El video termina, pero yo enciendo la grabadora: sé que la entrevista ha empezado en ese momento, puerta de por medio:

M: Profesor. ¿El ojo modifica al objeto?
B: Dejame cagar en paz, la concha de tu madre, Milton.
Hay cansancio en la voz del Profesor. No deja de halagarme que recuerde mi nombre.
M: Profesor, ¿su silencio del último año tiene que ver el resultado del plebiscito?
B: No hay papel. No te puedo creer, me voy a tener que lavar en el bidet, la puta madre. ¡Milton!
M: Profesor, diga usted.
B: No te lo tomes a mal, querido: por favor fijate si no hay papel higiénico en la cocina, haceme el favor. Yo odio el bidet, no es natural.

En la cocina no encuentro papel. En uno de los cajones no hay más que cuchillos de toda clase, en otro, cucharas, en un tercero, chapitas de cerveza. Chapitas hasta el borde. Pienso que el Profesor se está volviendo loco. En el aparador sobre el lavadero están los platos y los vasos, una cajita con escarbadientes, pero también un halcón embalsamado con la cabeza arrancada, y atrás, un rollo de toallas de cocina con un estampado de corazones celestes y rosados. Vuelvo con el rollo.
Sentado en el suelo, apoyado contra la puerta del baño, está Roberto. Alcanzo a oír lo último que dice: “...estupidez, una estupidez infinita”. Cuando me ve se sobresalta y calla. Es evidente que ha estado hablando de mi. Me indigno en silencio y pienso que él debía haber ido a buscar papel, no yo.

Carraspeo y explico que no había papel higiénico por ninguna parte, pero sí toallas. El Profesor abre la puerta, asoma una mano temblorosa, una garra que emerge del pasado, que exige, que teme, una mano que es la del Profesor y la de todos nosotros, asomados al abismo. La mano agarra el rollo de papel estampado y desaparece.

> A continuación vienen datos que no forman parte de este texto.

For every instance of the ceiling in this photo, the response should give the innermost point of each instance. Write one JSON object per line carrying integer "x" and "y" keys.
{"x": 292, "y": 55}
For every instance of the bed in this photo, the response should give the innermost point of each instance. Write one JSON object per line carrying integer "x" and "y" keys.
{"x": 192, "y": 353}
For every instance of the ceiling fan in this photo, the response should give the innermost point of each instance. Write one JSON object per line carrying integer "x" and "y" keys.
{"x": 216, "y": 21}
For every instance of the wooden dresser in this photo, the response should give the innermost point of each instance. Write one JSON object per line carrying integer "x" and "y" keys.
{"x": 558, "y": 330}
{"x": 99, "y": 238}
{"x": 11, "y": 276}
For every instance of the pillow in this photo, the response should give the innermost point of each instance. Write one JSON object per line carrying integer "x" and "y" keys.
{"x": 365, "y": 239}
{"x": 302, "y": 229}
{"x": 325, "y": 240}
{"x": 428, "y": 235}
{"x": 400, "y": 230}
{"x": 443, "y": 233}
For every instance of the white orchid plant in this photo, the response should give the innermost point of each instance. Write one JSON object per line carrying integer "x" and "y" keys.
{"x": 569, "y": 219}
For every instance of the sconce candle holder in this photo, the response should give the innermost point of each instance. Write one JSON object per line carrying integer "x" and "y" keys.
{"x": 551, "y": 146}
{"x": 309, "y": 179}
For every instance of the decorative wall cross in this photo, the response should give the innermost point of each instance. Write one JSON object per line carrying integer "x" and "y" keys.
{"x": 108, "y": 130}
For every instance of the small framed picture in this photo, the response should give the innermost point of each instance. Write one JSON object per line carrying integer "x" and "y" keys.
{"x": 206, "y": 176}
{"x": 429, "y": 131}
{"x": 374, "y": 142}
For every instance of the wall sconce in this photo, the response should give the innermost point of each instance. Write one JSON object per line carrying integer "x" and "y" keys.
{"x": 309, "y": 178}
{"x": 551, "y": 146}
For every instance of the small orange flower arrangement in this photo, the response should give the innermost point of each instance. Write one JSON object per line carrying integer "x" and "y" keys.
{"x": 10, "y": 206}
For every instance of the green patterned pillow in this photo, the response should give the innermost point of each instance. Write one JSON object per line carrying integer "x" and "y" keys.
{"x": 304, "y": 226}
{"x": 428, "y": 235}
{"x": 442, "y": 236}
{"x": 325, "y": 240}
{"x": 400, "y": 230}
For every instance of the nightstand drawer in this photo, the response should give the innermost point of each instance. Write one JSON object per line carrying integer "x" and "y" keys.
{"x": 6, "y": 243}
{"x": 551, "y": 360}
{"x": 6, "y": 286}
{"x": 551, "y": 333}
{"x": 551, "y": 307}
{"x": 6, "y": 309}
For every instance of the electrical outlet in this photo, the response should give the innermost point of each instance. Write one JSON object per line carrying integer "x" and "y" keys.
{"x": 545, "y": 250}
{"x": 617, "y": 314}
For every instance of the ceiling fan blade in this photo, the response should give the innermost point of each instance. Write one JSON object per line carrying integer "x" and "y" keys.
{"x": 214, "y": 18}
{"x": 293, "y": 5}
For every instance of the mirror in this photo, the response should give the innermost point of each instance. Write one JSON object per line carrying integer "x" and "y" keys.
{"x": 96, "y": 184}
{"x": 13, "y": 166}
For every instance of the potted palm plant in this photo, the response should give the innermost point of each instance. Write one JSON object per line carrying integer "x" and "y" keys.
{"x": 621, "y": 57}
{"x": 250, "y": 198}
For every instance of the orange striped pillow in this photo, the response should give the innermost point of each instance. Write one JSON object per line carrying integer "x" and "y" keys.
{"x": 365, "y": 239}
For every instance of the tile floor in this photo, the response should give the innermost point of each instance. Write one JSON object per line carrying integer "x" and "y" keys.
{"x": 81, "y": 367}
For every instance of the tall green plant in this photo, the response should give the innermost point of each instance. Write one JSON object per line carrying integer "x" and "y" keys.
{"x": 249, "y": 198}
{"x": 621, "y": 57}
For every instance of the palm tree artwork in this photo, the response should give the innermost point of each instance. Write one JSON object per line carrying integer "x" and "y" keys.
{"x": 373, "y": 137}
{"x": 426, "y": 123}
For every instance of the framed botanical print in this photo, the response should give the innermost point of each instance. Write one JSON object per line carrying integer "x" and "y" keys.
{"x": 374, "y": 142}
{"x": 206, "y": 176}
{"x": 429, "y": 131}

A los diez minutos sale el Profesor, y tras él un olor nauseabundo. Roberto tose sin parar. Yo miento que debo hacer una llamada y corro a la terraza. Ya afuera aprovecho para llamar a mi hija, porque me parece de mala educación estar ahí nada más para respirar.

Cuando veo por el ventanal que el Profesor se acomoda en el sillón del living me despido de mi hija y entro. El olor persiste pero no es tan terrible. Roberto me mira como siempre, pero recién entonces entiendo que me odia. Estas cosas son las que uno aprende. Lo mismo de siempre pero con más claridad. Me fotografía. No entiendo qué puede haber visto. Sé que no soy interesante. Entonces Bostardi habla, como si me hubiera escuchado los pensamientos:

B: Bostardi no tiene nada interesante que ofrecer. Bostardi debió haberse muerto hace cuarenta años – dice el Profesor a modo de introducción. Me allana el camino, suave y hostil como un caballero. Quiere guiar la entrevista.
M: ¿Y eso por qué, Profesor?
B: Bostardi es uno de los referentes de una época que no dio frutos. ¿De qué sirve buscar la sombra de los referentes intelectuales de la izquierda, si no hay izquierda? ¿Para qué servimos? ¿Qué debemos hacer? ¿Consolar sueños adolescentes? ¿Qué debemos hacer?
M: ¿Me lo está preguntando a mí?
Roberto se cae de la silla. Se levanta al instante y se acerca para fotografiar las manos de Bostardi. Una serie de fotos que incluirá en su primer libro de retratos, según me dice en el viaje de regreso a la capital, con los ojos rojos y atragantado de empanadas criollas.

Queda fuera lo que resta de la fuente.